BIK obniża zdolność kredytową za same zapytania? UOKiK wszczyna postępowanie
Poniedziałkowy komunikat Urzędu Ochrony Konkurencji i Konsumentów (UOKiK) wywołał duże poruszenie w środowisku finansowym. Urząd poinformował o wszczęciu postępowania wyjaśniającego w sprawie zasad i warunków oceny zdolności kredytowej stosowanych przez Biuro Informacji Kredytowej (BIK).
Według prezesa UOKiK Tomasza Chróstnego, instytucja analizuje, czy obecny model scoringowy BIK nie ogranicza konkurencji między bankami oraz nie wpływa negatywnie na konsumentów. Istnieje bowiem podejrzenie, że system oceny zdolności kredytowej może nieuczciwie karać konsumentów, którzy chcą porównać oferty różnych banków.

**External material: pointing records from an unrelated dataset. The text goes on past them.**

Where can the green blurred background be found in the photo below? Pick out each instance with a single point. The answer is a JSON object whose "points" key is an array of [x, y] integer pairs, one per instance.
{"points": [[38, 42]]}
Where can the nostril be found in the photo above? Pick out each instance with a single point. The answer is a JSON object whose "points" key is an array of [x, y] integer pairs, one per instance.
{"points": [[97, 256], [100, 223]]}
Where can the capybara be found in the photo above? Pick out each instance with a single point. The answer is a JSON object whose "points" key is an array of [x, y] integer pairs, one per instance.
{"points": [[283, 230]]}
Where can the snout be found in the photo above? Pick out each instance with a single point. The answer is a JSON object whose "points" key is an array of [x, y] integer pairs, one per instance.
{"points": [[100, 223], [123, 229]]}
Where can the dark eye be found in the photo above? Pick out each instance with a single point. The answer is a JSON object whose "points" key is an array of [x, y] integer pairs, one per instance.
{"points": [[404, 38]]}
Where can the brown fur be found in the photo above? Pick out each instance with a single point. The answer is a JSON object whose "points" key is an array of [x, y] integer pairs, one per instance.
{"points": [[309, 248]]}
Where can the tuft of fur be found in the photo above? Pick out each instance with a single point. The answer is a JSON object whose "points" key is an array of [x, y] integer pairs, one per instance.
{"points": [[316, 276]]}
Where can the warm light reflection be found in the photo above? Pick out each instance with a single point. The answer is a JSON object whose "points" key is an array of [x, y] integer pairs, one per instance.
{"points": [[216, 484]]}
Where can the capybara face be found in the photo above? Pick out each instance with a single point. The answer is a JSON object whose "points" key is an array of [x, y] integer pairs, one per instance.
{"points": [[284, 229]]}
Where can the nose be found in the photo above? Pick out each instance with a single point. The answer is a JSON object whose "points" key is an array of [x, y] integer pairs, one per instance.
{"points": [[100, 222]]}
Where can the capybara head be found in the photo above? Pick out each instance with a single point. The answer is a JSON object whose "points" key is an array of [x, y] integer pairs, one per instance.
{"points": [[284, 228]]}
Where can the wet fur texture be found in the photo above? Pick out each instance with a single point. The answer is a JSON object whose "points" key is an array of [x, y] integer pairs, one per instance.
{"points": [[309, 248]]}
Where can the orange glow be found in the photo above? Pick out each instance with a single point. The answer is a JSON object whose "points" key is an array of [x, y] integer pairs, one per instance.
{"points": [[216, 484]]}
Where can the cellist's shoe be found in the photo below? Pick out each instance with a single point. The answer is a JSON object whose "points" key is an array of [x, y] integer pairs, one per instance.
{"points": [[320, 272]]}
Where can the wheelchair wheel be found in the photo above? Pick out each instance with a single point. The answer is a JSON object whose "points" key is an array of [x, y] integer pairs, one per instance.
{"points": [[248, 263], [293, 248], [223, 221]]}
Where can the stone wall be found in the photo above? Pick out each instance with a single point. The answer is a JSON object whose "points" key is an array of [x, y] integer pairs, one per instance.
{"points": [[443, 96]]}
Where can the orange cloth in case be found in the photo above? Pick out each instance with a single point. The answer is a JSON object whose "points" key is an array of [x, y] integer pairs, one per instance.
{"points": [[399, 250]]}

Racjonalny konsument, chcący uzyskać najkorzystniejsze warunki np. kredytu hipotecznego, składa zapytania kredytowe w kilku bankach. Czasami jednak nie zdaje sobie sprawy, że każde kolejne zapytanie może obniżyć jego ocenę punktową w scoringu, niezależnie od tego, czy w ogóle otrzymał kredyt
– wyjaśnił prezes UOKiK Tomasz Chróstny.
Jak działa scoring w BIK?
Ocena kredytowa w BIK bazuje na wielu czynnikach, takich jak:
- historia spłaty kredytów i pożyczek,
- obecne zadłużenie,
- liczba i rodzaj zobowiązań,
- częstotliwość zapytań kredytowych.
Ostatni punkt budzi największe kontrowersje. Każde zapytanie o kredyt jest rejestrowane w systemie BIK i może wpływać na scoring klienta. To oznacza, że osoba, która poszukuje najlepszej oferty kredytowej i wysyła wnioski do kilku banków, może paradoksalnie obniżyć swoją ocenę zdolności kredytowej.

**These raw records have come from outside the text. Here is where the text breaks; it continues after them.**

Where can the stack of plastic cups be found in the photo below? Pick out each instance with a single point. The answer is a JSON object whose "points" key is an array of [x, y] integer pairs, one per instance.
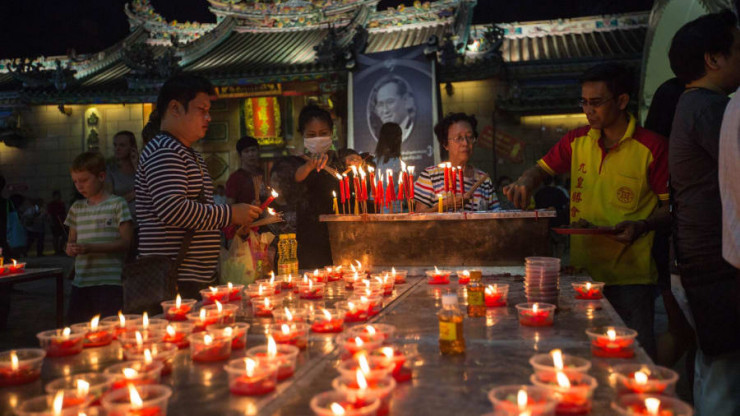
{"points": [[542, 279]]}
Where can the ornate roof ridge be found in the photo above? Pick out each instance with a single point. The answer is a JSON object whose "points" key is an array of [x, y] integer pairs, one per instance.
{"points": [[571, 25]]}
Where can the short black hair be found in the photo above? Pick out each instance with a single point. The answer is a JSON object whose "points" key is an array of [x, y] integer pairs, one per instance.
{"points": [[182, 88], [440, 130], [711, 33], [246, 142], [313, 111], [617, 77]]}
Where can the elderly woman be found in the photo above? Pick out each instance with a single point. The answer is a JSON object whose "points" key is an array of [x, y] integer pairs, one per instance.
{"points": [[457, 134]]}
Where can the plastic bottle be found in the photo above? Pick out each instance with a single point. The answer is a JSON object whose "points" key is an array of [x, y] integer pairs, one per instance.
{"points": [[284, 261], [294, 255], [451, 337]]}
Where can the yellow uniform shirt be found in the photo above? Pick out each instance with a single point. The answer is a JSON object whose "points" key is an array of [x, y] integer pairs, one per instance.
{"points": [[608, 187]]}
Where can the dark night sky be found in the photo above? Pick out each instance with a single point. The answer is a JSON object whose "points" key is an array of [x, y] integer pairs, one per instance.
{"points": [[30, 28]]}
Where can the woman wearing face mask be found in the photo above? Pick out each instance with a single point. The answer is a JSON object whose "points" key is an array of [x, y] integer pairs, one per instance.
{"points": [[311, 187], [457, 134]]}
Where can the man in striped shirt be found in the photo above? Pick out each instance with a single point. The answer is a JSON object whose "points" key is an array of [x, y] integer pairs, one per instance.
{"points": [[174, 192], [457, 134]]}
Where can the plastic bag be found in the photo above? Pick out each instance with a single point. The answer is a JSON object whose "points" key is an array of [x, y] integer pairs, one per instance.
{"points": [[237, 265]]}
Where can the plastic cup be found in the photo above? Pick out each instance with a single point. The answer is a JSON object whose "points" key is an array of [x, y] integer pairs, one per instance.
{"points": [[653, 380], [536, 314], [573, 400], [236, 331], [215, 293], [295, 334], [543, 363], [100, 383], [173, 313], [143, 373], [57, 344], [163, 352], [28, 370], [540, 401], [256, 381], [155, 398], [635, 404], [284, 360], [208, 348], [612, 342], [321, 404]]}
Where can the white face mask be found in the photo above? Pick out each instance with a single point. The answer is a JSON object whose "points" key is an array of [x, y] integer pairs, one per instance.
{"points": [[317, 145]]}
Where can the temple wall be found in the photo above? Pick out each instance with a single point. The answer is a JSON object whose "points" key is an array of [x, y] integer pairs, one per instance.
{"points": [[42, 165]]}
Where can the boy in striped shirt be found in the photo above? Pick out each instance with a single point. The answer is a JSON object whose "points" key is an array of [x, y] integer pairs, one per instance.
{"points": [[100, 233]]}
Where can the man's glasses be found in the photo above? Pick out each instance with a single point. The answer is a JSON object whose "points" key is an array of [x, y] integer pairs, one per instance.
{"points": [[594, 103], [463, 139]]}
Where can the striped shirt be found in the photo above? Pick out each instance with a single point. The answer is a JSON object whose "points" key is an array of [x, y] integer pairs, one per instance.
{"points": [[431, 183], [95, 224], [168, 183]]}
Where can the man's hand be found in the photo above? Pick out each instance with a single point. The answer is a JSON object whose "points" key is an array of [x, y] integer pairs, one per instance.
{"points": [[519, 192], [627, 232], [244, 214]]}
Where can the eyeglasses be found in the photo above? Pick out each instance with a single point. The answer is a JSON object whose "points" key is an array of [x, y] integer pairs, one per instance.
{"points": [[462, 139], [594, 103]]}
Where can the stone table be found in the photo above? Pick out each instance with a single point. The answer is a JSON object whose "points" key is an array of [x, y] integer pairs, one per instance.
{"points": [[498, 351]]}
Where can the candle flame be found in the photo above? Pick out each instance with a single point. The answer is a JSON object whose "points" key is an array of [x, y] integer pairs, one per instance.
{"points": [[327, 314], [563, 380], [58, 402], [612, 334], [361, 382], [336, 409], [250, 365], [640, 377], [521, 399], [387, 351], [136, 402], [271, 347], [557, 359], [83, 387], [652, 405], [362, 361], [130, 373]]}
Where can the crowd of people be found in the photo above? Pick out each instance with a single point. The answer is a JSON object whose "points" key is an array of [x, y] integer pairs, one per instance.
{"points": [[150, 202]]}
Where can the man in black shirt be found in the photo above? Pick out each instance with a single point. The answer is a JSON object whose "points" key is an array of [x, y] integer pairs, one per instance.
{"points": [[705, 53]]}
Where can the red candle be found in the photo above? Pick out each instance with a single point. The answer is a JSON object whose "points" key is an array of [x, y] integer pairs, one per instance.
{"points": [[495, 295], [269, 200], [253, 378], [612, 342], [207, 348], [536, 314]]}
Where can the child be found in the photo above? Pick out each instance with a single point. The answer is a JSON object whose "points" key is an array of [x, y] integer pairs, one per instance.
{"points": [[100, 232]]}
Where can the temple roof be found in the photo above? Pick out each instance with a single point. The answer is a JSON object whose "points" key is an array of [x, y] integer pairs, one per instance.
{"points": [[239, 50]]}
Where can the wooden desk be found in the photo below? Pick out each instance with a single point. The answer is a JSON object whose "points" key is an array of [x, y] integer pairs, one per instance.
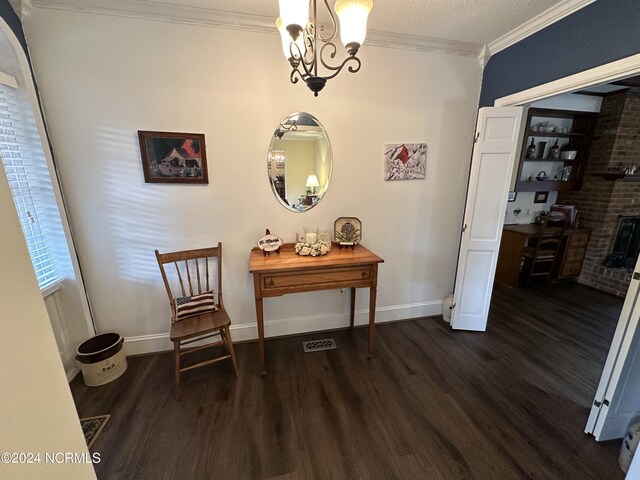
{"points": [[516, 237], [279, 274]]}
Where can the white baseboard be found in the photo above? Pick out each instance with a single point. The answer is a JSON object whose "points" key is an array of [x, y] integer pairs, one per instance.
{"points": [[160, 342], [71, 374]]}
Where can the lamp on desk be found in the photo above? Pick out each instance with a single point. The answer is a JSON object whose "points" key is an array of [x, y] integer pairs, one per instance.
{"points": [[312, 183]]}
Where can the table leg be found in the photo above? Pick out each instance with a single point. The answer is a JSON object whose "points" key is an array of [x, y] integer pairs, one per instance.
{"points": [[260, 319], [353, 305], [372, 317]]}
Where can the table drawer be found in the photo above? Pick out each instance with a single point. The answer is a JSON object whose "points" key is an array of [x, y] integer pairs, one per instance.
{"points": [[317, 279]]}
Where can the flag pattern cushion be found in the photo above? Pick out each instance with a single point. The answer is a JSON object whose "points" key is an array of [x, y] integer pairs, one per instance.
{"points": [[195, 305]]}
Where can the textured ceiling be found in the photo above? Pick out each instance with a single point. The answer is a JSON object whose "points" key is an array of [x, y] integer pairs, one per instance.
{"points": [[475, 21]]}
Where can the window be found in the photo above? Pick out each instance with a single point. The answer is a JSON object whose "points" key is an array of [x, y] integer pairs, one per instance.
{"points": [[26, 170]]}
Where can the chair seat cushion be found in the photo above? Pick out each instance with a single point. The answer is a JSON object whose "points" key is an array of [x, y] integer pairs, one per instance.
{"points": [[195, 305], [199, 325]]}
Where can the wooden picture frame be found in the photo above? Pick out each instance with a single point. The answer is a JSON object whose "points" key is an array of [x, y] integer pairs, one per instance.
{"points": [[540, 197], [173, 157]]}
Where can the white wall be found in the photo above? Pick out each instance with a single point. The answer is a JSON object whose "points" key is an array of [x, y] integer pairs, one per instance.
{"points": [[102, 78], [38, 414]]}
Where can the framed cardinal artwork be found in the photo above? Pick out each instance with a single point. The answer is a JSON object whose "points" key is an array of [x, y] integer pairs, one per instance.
{"points": [[405, 161]]}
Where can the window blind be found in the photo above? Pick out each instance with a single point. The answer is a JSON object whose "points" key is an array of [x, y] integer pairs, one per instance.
{"points": [[26, 170]]}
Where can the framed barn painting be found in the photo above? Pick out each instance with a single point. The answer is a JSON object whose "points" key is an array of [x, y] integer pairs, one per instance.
{"points": [[405, 161], [173, 157]]}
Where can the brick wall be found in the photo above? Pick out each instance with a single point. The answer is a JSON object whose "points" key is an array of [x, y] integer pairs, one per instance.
{"points": [[600, 201]]}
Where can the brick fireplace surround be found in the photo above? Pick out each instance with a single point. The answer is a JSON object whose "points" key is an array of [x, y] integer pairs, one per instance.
{"points": [[605, 193]]}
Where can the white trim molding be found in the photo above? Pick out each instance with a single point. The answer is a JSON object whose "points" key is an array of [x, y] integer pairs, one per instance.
{"points": [[603, 74], [160, 342], [165, 12], [537, 23]]}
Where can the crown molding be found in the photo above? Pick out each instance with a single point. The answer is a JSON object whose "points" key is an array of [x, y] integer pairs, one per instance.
{"points": [[537, 23], [625, 67], [165, 12]]}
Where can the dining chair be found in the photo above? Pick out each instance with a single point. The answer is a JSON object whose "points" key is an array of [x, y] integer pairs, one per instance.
{"points": [[540, 256], [197, 308]]}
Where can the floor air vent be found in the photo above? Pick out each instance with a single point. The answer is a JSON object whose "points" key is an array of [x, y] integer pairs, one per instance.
{"points": [[318, 345]]}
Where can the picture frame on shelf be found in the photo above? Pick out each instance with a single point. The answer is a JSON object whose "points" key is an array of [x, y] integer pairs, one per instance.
{"points": [[173, 157], [540, 197]]}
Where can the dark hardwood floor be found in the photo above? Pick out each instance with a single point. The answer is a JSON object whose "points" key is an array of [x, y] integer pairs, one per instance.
{"points": [[510, 403]]}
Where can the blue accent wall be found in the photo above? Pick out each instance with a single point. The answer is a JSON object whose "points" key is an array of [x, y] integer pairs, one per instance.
{"points": [[603, 32]]}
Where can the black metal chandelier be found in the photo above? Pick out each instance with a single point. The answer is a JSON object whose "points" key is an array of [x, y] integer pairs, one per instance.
{"points": [[305, 46]]}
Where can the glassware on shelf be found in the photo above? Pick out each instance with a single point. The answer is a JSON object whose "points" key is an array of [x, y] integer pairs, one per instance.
{"points": [[531, 149], [554, 151]]}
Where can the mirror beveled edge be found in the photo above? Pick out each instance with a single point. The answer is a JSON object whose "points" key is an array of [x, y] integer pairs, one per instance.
{"points": [[299, 148]]}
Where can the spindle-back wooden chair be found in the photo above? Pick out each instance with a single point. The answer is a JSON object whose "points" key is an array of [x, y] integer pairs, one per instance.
{"points": [[197, 308]]}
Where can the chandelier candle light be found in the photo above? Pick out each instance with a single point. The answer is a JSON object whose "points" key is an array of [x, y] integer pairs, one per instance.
{"points": [[304, 44]]}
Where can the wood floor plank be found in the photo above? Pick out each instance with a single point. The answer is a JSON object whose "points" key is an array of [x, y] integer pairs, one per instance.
{"points": [[510, 403]]}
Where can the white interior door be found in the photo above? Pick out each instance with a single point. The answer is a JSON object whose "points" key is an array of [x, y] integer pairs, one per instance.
{"points": [[498, 139], [617, 399]]}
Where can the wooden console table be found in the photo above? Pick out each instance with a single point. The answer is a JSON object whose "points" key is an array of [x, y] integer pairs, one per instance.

Minister Pełczyńska-Nałęcz zabiera głos
Wieczorem po komunikacie UOKiK w mediach społecznościowych głos zabrała minister funduszy i polityki regionalnej, Katarzyna Pełczyńska-Nałęcz. Na platformie X (dawniej Twitter) zamieściła alarmujący wpis:
Banki mają informacje o tym, że składamy zapytania kredytowe także w innych bankach. W systemie widzą, ile złożyliśmy tych zapytań. Najbardziej kuriozalne jest to, że liczba zapytań obniża ocenę kredytową klienta. To bardzo zły mechanizm. Podajcie dalej tego tweeta – żeby jak najwięcej osób się dowiedziało!
Jej słowa wywołały burzę w mediach i na forach konsumenckich, jednak eksperci zauważyli, że system scoringowy BIK nie jest żadną tajemnicą i od lat działa w podobny sposób.

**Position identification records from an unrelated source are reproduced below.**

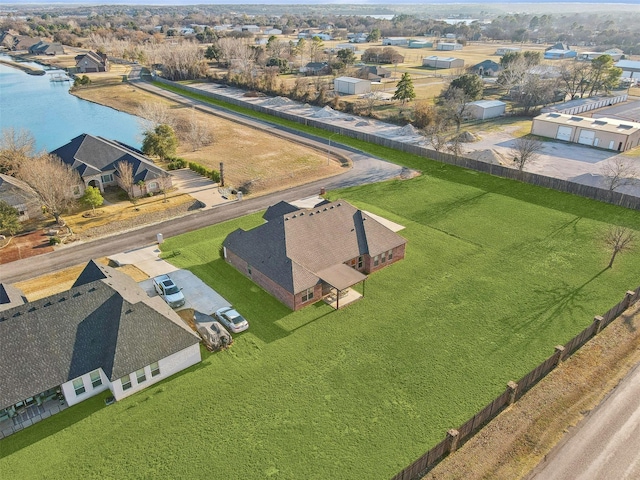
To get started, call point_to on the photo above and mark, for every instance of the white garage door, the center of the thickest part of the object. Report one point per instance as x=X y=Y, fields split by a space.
x=587 y=137
x=564 y=133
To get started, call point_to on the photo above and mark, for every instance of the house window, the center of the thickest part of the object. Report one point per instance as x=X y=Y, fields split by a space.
x=78 y=386
x=126 y=382
x=96 y=380
x=307 y=295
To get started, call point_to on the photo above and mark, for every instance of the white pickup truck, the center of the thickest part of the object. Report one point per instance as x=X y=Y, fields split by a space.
x=168 y=290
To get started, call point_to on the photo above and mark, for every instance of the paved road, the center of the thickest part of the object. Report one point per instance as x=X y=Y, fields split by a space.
x=606 y=445
x=366 y=169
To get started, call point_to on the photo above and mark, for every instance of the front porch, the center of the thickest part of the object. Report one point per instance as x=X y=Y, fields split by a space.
x=15 y=419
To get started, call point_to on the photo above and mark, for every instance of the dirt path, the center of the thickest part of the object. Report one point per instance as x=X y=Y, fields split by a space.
x=511 y=445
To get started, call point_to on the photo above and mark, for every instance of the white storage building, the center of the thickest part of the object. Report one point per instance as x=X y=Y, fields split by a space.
x=484 y=109
x=351 y=85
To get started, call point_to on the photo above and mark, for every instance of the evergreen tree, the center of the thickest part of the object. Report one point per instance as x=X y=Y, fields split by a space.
x=404 y=91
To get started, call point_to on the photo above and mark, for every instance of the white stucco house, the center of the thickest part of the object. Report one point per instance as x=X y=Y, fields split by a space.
x=105 y=333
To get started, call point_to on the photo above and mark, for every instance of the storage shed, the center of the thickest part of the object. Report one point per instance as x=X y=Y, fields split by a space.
x=442 y=62
x=351 y=85
x=484 y=109
x=609 y=133
x=449 y=46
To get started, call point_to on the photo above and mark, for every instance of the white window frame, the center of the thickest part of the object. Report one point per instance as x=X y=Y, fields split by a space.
x=78 y=386
x=95 y=382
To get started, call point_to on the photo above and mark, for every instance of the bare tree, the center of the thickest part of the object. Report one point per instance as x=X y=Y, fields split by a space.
x=53 y=182
x=618 y=239
x=125 y=172
x=197 y=133
x=526 y=150
x=15 y=147
x=618 y=173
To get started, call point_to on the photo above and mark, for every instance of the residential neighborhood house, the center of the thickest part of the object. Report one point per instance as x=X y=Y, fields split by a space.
x=302 y=255
x=103 y=334
x=92 y=62
x=96 y=159
x=20 y=196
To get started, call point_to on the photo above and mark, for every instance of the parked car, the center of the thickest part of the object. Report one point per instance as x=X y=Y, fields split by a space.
x=168 y=290
x=231 y=319
x=214 y=335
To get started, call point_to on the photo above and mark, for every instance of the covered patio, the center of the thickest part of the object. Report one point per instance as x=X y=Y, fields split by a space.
x=338 y=280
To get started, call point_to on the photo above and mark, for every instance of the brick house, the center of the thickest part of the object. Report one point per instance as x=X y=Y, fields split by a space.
x=301 y=256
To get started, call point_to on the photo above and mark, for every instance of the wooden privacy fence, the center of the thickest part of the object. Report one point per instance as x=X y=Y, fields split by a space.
x=588 y=191
x=514 y=391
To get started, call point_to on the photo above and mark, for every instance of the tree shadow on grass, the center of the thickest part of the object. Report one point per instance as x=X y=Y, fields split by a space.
x=51 y=425
x=560 y=301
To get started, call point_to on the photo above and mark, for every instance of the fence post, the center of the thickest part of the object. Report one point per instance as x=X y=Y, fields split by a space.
x=560 y=354
x=627 y=298
x=598 y=321
x=452 y=436
x=513 y=390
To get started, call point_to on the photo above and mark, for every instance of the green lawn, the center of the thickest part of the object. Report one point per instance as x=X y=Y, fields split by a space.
x=496 y=274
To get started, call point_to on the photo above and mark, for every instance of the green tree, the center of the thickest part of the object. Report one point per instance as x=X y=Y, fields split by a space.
x=9 y=222
x=404 y=91
x=374 y=36
x=161 y=142
x=92 y=198
x=471 y=84
x=346 y=56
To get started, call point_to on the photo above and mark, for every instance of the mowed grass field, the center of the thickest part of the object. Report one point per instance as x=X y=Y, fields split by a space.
x=496 y=274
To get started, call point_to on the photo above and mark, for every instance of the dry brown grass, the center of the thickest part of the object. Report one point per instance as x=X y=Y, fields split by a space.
x=62 y=280
x=512 y=444
x=249 y=155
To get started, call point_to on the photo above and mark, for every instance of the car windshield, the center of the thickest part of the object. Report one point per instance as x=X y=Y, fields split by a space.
x=234 y=317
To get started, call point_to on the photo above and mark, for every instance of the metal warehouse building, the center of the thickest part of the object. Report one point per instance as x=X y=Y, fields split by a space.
x=442 y=62
x=351 y=85
x=483 y=109
x=608 y=133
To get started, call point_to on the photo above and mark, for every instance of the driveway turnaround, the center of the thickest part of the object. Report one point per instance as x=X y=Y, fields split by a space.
x=605 y=445
x=198 y=295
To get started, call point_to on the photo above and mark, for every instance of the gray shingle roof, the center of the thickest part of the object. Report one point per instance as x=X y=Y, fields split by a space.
x=294 y=248
x=108 y=323
x=91 y=155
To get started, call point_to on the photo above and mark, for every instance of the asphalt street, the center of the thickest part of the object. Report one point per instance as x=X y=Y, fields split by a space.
x=366 y=169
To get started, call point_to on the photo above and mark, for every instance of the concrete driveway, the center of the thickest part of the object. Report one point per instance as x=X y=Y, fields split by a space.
x=197 y=294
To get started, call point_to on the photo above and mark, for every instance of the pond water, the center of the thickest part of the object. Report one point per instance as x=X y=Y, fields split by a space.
x=53 y=115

BIK odpowiada: nie wszystkie zapytania obniżają scoring
Po burzy medialnej Biuro Informacji Kredytowej wydało oświadczenie, w którym uspokaja, że nie każde zapytanie wpływa negatywnie na ocenę kredytową. BIK zaznaczył, że:
- zapytania o ten sam rodzaj kredytu (np. hipoteczny), złożone w ciągu 14 dni, są traktowane jak jedno,
- ocena punktowa zależy również od historii kredytowej i spłaty zobowiązań,
- każdy konsument może sprawdzić swoje zapytania kredytowe w Raporcie BIK.
Przypadek klienta, który zwrócił uwagę UOKiK
Postępowanie wyjaśniające UOKiK jest efektem skarg konsumentów. W jednym z przypadków klient poszukiwał kredytu konsolidacyjnego i składał zapytania do banków przez okres dłuższy niż 14 dni. Każde kolejne zapytanie obniżało jego ocenę punktową, mimo że nigdy nie otrzymał odmowy kredytu i nie miał zaległości w spłacie zobowiązań.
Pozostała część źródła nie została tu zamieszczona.